Poor Things (2023) ★★★★

Poor Things


Brought back to life by an unorthodox scientist, a young woman runs off with a lawyer on a whirlwind adventure across the continents. Free from the prejudices of her times, she grows steadfast in her purpose to stand for equality and liberation.


While not considered a horror movie, there are enough dark, weird and macabre elements to this film to include it on my horror lists.

Poor Things is visionary, it’s surreal and an amazing motion picture. Directed by Yorgos Lanthimos, this may be—and arguably is—his best work to date. What struck me most is the visuals throughout this film: the colors, the Victorian scenery that oftentimes seems futuristic, and the different camera shots that make this film stand out as a truly unique work of art.
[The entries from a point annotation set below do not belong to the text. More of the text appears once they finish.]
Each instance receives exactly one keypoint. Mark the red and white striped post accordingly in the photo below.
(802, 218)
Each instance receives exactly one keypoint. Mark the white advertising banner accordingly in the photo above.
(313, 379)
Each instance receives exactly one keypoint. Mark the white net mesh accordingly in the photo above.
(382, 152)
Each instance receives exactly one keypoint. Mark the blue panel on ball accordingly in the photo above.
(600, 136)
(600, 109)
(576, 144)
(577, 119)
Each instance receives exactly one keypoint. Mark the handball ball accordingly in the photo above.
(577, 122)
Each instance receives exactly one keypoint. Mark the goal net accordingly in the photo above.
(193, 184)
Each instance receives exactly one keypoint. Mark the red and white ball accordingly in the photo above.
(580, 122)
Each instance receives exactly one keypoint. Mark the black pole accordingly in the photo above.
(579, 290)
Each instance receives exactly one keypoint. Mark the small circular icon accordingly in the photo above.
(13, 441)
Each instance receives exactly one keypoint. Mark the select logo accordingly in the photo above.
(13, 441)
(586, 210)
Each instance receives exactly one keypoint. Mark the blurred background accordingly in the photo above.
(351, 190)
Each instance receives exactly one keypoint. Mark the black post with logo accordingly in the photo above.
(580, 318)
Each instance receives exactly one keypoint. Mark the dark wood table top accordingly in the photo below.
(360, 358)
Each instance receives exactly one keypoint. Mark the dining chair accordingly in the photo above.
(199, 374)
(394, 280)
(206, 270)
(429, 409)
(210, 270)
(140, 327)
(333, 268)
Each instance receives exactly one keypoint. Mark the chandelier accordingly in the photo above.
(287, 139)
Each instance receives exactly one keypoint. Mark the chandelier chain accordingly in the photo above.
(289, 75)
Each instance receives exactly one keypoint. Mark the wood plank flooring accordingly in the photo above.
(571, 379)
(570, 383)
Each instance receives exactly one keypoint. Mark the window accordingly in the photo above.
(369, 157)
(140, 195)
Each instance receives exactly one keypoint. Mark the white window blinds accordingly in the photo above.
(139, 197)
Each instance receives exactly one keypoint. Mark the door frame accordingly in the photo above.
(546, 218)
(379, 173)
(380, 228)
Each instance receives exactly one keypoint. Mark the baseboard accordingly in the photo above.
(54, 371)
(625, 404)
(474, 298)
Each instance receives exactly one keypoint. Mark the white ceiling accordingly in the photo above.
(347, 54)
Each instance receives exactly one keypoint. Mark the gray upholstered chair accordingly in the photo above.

Emma Stone is truly groundbreaking in this film as she navigates such a simple, but complex character as Bella. You see the growth from her being brought back to life as she matures in her thoughts, speech and movements. How her ideals and perspectives of the world and people change.
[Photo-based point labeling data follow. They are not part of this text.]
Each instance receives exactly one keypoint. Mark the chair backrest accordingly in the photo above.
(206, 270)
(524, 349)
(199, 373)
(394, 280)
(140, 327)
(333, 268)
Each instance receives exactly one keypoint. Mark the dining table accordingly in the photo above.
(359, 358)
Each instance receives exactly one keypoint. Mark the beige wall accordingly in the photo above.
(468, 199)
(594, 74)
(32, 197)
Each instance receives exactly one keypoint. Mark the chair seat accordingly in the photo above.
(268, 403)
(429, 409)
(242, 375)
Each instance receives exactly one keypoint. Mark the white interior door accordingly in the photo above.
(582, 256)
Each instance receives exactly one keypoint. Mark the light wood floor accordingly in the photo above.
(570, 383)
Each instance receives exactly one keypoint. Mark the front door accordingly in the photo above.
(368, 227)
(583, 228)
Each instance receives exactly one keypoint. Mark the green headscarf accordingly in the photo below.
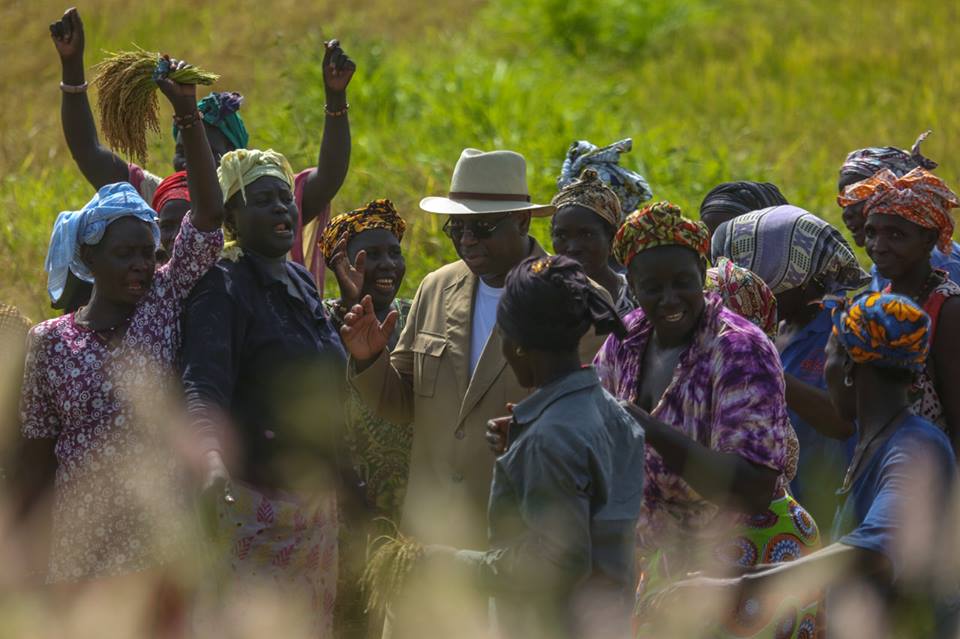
(221, 110)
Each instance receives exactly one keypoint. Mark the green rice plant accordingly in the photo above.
(391, 559)
(128, 99)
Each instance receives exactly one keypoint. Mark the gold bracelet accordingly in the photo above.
(73, 88)
(336, 114)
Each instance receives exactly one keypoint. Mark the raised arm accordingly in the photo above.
(98, 164)
(326, 179)
(206, 199)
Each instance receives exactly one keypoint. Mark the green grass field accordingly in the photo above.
(709, 90)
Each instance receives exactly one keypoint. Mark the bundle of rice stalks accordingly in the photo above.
(128, 99)
(391, 559)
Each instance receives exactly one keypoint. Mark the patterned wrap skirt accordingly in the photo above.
(784, 532)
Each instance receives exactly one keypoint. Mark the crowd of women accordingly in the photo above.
(665, 413)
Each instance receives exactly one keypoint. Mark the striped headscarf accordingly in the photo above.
(590, 192)
(741, 197)
(789, 247)
(919, 196)
(883, 329)
(631, 187)
(864, 163)
(659, 224)
(378, 214)
(744, 293)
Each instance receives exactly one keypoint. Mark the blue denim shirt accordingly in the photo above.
(823, 461)
(563, 507)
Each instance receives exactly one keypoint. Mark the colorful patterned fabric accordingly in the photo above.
(549, 303)
(865, 163)
(926, 399)
(630, 187)
(87, 226)
(741, 197)
(884, 330)
(118, 498)
(784, 532)
(172, 187)
(240, 168)
(789, 247)
(284, 545)
(727, 393)
(919, 196)
(220, 110)
(377, 214)
(745, 294)
(590, 192)
(659, 224)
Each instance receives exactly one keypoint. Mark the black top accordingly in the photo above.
(263, 353)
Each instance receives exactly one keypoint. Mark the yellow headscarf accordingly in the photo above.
(241, 167)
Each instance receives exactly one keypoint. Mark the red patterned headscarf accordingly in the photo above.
(173, 187)
(919, 196)
(659, 224)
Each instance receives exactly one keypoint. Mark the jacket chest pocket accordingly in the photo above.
(427, 350)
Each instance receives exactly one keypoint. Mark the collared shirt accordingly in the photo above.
(563, 506)
(727, 394)
(916, 461)
(262, 351)
(822, 460)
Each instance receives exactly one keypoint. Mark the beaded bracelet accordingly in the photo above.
(73, 88)
(336, 114)
(186, 121)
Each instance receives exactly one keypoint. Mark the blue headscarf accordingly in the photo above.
(632, 188)
(87, 226)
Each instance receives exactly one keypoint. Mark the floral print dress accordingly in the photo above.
(117, 500)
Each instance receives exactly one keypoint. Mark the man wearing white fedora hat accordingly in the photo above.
(447, 375)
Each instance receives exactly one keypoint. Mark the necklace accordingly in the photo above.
(84, 322)
(862, 451)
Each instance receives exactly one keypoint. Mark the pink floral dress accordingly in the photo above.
(118, 503)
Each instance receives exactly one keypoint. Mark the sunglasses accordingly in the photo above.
(480, 229)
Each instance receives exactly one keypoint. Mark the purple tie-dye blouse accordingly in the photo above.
(727, 393)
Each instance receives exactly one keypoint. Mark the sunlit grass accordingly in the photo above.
(709, 91)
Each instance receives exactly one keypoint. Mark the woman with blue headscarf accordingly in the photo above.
(96, 380)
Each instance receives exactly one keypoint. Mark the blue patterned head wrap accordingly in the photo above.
(632, 188)
(885, 330)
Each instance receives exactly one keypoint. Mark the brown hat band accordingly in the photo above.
(493, 197)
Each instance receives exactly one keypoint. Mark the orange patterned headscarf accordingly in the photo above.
(378, 214)
(919, 196)
(659, 224)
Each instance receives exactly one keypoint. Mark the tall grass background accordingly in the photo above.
(710, 90)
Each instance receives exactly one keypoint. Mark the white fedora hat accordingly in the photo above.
(487, 182)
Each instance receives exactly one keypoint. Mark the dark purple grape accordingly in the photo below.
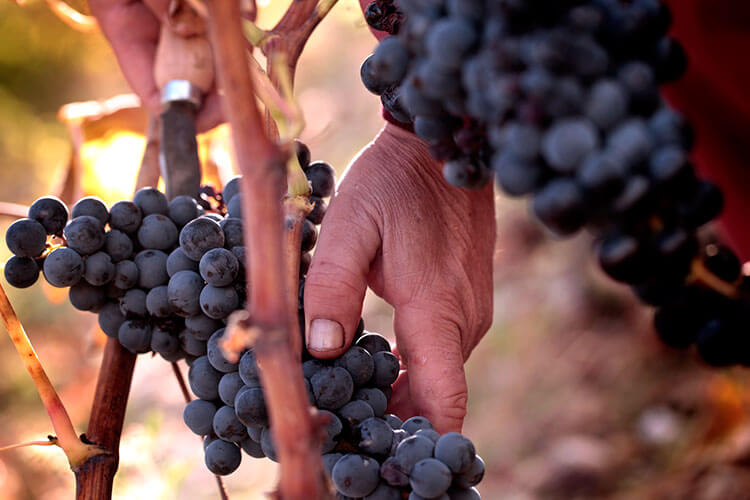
(63, 267)
(152, 268)
(356, 475)
(204, 379)
(26, 238)
(182, 209)
(222, 457)
(250, 407)
(184, 291)
(198, 415)
(51, 213)
(125, 216)
(157, 231)
(21, 272)
(219, 267)
(151, 201)
(135, 335)
(322, 177)
(118, 245)
(85, 297)
(333, 387)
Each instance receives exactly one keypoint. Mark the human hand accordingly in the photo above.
(132, 28)
(424, 246)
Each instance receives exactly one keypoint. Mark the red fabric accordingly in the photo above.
(715, 96)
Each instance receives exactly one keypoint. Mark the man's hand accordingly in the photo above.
(424, 246)
(132, 28)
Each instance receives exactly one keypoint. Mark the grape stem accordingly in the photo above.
(699, 273)
(76, 450)
(51, 441)
(262, 165)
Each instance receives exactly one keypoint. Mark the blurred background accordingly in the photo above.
(571, 395)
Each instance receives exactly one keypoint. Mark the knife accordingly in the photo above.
(184, 73)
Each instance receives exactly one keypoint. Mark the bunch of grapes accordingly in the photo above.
(560, 100)
(164, 276)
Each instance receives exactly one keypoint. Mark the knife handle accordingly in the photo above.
(184, 53)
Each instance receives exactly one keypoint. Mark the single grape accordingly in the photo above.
(133, 303)
(413, 449)
(178, 261)
(355, 412)
(473, 475)
(333, 387)
(135, 336)
(183, 292)
(85, 297)
(50, 212)
(151, 201)
(125, 216)
(252, 448)
(21, 272)
(234, 207)
(152, 268)
(359, 363)
(158, 232)
(384, 492)
(218, 302)
(374, 436)
(250, 407)
(393, 421)
(63, 267)
(374, 342)
(204, 379)
(199, 236)
(164, 343)
(110, 318)
(414, 424)
(26, 238)
(157, 302)
(126, 274)
(227, 426)
(182, 209)
(231, 188)
(92, 206)
(229, 385)
(198, 415)
(222, 457)
(355, 475)
(219, 267)
(430, 478)
(232, 228)
(118, 245)
(201, 326)
(216, 357)
(456, 451)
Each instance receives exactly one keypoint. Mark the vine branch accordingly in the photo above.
(263, 167)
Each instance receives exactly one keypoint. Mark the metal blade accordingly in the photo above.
(178, 158)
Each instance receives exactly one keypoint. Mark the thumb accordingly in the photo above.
(430, 347)
(336, 283)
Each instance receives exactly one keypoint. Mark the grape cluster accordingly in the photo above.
(162, 275)
(395, 458)
(560, 100)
What I was not anticipating was the amount of nudity and sex scenes involving Bella/Emma. Someone referred to the movie as ‘Porn Things’ and while the sex is not as extreme as in a porn movie, it does contain a shockingly amount of revealing fornification. Not a complaint from me, as I believe directors should be free to express such things openly and not try to water down their artistic visions for a PG-13 rating.

The main drawback of this film is its excessive duration. Nearly 2 1/2 hours is overly long for any movie, especially for one with such surreal and distinctive qualities. Top filmmakers often become overly attached to their vision, struggling to determine when to stop or set limits. Similarly to authors who compose 500-page novels, this stems from a fondness for their own work rather than improving the narrative. Poor Things lingers excessively in the distinct world it builds, extending beyond what is truly essential.

Poor Things is a must-see for film enthusiasts. While some may not enjoy it, many will still gain a deep appreciation for the art of filmmaking.